On 2/3/14, Xavier Bachelot <xavier(a)bachelot.org> wrote:
I'm in agreement with Ralf too.
imho, one of the biggest "selling point" for repositories like RPM
Fusion is the insurance the Fedora packaging guidelines are enforced and
thus the packages will integrate properly with the remaining of the
ecosystem. Some other repositories, including some that are proposed for
integration in RPM Fusion, are well known for theit low quality
packaging, hence the need for smart tricks like lpf. I think this bears
a high risk to backfire on unsuspecting users, and from my
understanding, providing more lpf packages is probably a better
solution, even if the maintenance cost is indeed higher.

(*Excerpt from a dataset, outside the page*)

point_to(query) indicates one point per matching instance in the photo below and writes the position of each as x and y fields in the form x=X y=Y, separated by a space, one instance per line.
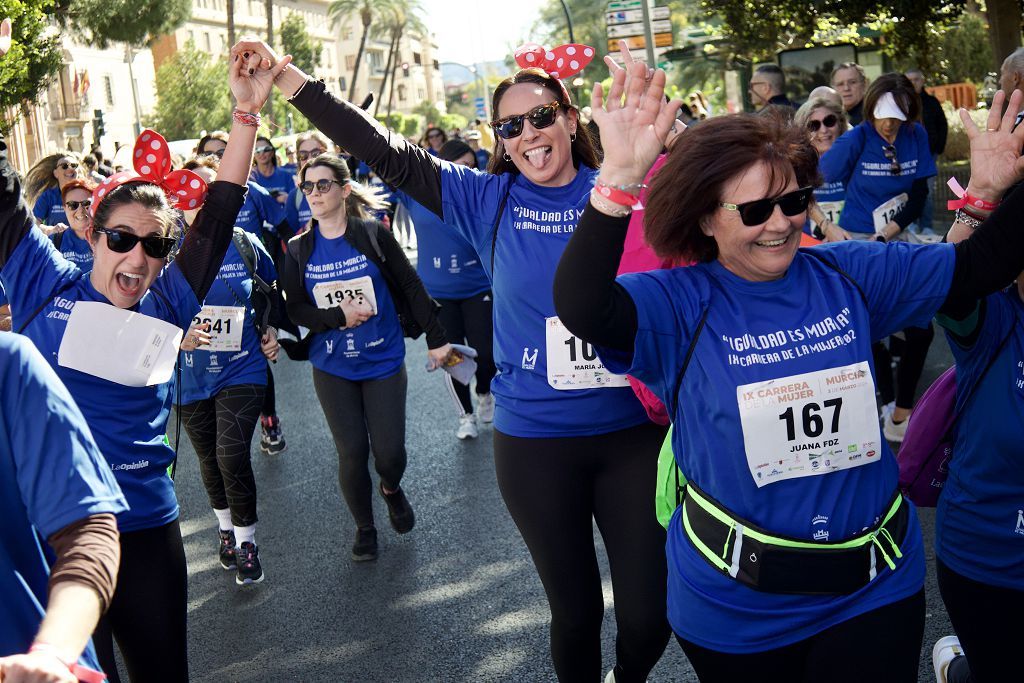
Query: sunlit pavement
x=456 y=599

lpf is really designed for the case there is a vendor which doesn't
offer prebuilt rpms. The typical example is spotify, which only offers
debian packages. In this case lpf is the only reasonable solution,
providing a framework for repackaging which also works around
non-redistributable license terms.
We can also use lpf to repackage the upstream package if it's quality
makes it necessary - the flash plugin package is an example.
However, IMHO we only should use this solution for something like
dropbox where the vendors provides prebuilt rpms in a yum repository
if there is compelling reasons to do so. Using lpf means more
maintenance work, a more legally complicated situation (we are
distributing instead of the vendor), build chain dependencies and
non-transparent user handling (user must "update" the lpf package i.
e., build the target package before use).
To just package the dropbox repositories is so much simpler and easier
to understand. That is reason enough in my eyes.